During the performance, the artist will approach a spectator and place a heart monitor (located at Trenda’s fingertip inside the glove) on the viewer’s wrist.. Once the sensor reads the pulse of the user, the imagery on the screen will change and show both pulses simultaneously. Trenda and the viewer will try and match their rhythms’.

Proximity Cinéma. 2013


“Proximity Cinéma” is a live performance based off of the 1968 artwork by Valie Export called “Tap and Touch Cinéma”. Waltraud Hollinger (the artist) wore a cardboard box with a curtain. This allowed the public to touch her breasts. Hollinger would also look deep into the eyes of the person in front of her while they caressed her bare skin. The performance commented on the male gaze in cinematic history and how it created the fetishized woman. That is, the female body in cinema was objectified for male pleasure and Hollinger explored this obsession in her performances.

While Hollinger comments on the gaze of the cinema, Trenda focused on the objectification of the female body through cell phones. Instead of the male’s gaze, women are now creating images for the Internet’s gaze by posting self portraits on social media.

Not only has the notion of the gaze changed throughout cinematic history, but the idea of touch has been challenged. Originally “touch,” meant skin-to-skin. Now it refers to human to screen contact using our smart phones, iPads, or tablets. Therefore, our devices are transforming our words, our behaivors, and our interactions.

Artist Tiffany Trenda proposed to create a similar intimate experience as Hollinger’s but instead of a cardboard box, she used cell phone screens. The audience was given the opportunity to either touch her body or a screen. More often, the audience preferred to touch a monitor. So, we feel more comfortable in touching a screen rather then the human body/ female body.
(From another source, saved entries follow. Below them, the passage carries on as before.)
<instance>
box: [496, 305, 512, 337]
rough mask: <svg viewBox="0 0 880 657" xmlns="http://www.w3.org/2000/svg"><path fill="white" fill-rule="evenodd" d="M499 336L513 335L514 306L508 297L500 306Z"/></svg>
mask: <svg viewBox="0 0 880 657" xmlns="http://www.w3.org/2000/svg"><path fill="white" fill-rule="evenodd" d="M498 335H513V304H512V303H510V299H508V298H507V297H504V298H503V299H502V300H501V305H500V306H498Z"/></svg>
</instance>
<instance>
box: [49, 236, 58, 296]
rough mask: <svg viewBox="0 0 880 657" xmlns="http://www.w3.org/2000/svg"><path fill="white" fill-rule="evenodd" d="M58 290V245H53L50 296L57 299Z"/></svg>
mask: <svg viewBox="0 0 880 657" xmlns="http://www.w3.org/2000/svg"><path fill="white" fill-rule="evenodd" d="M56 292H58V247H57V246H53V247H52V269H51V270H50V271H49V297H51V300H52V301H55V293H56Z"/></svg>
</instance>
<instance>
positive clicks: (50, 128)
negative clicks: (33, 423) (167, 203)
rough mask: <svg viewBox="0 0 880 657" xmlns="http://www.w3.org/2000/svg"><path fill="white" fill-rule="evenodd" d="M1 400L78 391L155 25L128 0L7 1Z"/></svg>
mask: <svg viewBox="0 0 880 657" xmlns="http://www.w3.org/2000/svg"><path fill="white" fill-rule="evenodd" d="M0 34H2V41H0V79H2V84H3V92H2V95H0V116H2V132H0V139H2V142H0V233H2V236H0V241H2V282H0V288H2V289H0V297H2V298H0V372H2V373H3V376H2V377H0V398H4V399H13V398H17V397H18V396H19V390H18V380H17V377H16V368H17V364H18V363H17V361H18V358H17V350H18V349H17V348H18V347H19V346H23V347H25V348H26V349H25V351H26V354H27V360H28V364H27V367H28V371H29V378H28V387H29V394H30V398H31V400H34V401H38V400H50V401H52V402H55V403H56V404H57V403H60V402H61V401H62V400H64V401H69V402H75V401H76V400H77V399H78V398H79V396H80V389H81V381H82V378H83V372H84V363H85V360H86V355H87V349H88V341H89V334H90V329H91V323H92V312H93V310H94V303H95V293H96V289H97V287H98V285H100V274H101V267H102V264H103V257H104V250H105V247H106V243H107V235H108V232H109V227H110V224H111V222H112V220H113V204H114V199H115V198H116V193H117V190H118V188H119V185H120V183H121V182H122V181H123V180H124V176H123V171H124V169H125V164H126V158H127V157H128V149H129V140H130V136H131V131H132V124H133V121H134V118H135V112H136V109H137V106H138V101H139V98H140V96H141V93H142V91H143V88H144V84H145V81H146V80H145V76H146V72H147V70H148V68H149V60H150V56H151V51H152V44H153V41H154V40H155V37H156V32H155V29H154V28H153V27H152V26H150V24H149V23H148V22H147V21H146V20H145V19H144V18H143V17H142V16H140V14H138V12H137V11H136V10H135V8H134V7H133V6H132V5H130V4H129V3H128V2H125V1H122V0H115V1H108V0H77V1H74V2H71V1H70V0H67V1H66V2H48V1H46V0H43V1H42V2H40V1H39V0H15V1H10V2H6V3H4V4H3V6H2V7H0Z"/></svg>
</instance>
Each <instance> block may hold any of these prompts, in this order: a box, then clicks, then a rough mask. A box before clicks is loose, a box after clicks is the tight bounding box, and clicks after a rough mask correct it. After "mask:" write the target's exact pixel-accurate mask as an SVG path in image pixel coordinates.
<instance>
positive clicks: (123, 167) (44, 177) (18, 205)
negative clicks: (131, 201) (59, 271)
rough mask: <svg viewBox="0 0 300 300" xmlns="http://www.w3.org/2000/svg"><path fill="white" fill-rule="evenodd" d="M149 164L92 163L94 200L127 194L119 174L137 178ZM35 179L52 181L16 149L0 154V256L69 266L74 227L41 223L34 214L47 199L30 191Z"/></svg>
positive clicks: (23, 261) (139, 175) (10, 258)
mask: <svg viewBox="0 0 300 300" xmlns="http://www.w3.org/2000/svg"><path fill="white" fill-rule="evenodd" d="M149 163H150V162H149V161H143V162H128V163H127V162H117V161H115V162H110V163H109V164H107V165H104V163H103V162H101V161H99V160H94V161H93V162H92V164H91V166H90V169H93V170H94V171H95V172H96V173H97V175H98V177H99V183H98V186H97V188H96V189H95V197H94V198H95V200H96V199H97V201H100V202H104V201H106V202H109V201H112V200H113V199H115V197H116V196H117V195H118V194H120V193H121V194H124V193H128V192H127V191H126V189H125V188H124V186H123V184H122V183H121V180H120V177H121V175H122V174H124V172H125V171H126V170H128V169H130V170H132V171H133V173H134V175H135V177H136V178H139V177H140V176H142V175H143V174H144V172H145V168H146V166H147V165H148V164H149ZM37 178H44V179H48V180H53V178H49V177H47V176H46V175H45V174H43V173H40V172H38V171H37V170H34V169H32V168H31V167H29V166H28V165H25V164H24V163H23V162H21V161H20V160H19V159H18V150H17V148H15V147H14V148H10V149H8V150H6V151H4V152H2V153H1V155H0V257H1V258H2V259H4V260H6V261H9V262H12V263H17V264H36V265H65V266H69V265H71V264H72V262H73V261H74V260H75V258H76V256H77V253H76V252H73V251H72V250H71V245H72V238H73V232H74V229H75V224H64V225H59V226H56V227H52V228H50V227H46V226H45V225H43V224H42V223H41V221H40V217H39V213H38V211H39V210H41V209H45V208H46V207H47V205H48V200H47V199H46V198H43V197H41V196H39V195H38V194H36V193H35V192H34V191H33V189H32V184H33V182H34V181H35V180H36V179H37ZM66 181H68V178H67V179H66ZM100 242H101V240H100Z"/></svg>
Trenda created a synthetic suit with thirty-eight small 2.6” LCD screens. The images on these devices would change by either touching the screens or from the proximity sensors found on the suit. Using the touch screen, the audience would see images of her body. Depending on how close they were to the artist, different text would read on the monitors including: “Go Ahead”, “It’s OK”, and “Don’t Worry About It”. During the performance, she would hug, caress, and touch the public.

Body Code. 2012


Body Code is a live performance by Tiffany Trenda that conceptually focuses on the obsession of acquiring information. That is, we are constantly downloading, taking pictures and video. This constant data collecting changes the way we experience the world around us. Sigmund Freud once said “screen memory is a substitute for something else”. In relation to our devices today (cell phones, computers, etc.) we are substituting our visceral experiences for a recorded one. We are no longer remembering the actual event. Instead, we are sifting through our captured data and remembering the screen memory.


During the Body Code performance, the audience scans a printed QR code found on Trenda’s white latex suit. This scan will take them to a certain page found on the Body Code website (www.bodycodeart.com). Depending on where the viewer scans, they will read Google searches consisting of two key words: data and the corresponding part of the body eye, muscle, throat, etc.

Note: The text above was written by the Artist. No modification was made by C.O.C.A.

Tiffany Trenda

United States

Tiffany Trenda is a performance artist based out of Los Angeles. She received her BFA from Art Center College of Design and her MFA from UCLA. Trenda won Artist of the Year at the London International Creative Competition Awards and was invited to perform at the World Expo, in Shanghai, China. She also performed at LACMA, Scope Art Fair, A+D Museum, Context Art Miami, LACE, and the Boulder Contemporary Art Museum. Trenda was included in the Metamorphoses of the Virtual during the 55th annual Venice Biennale. In 2016, Trenda performed at The Broad Art Museum and exhibited at the Faena Art Center in Buenos Aires. Last year she exhibited at Laboratorio Arte Alameda in Mexico City and was on a panel at SXSW. Recently, her work was included in “Neotopia” at Art Center Nabi in South Korea.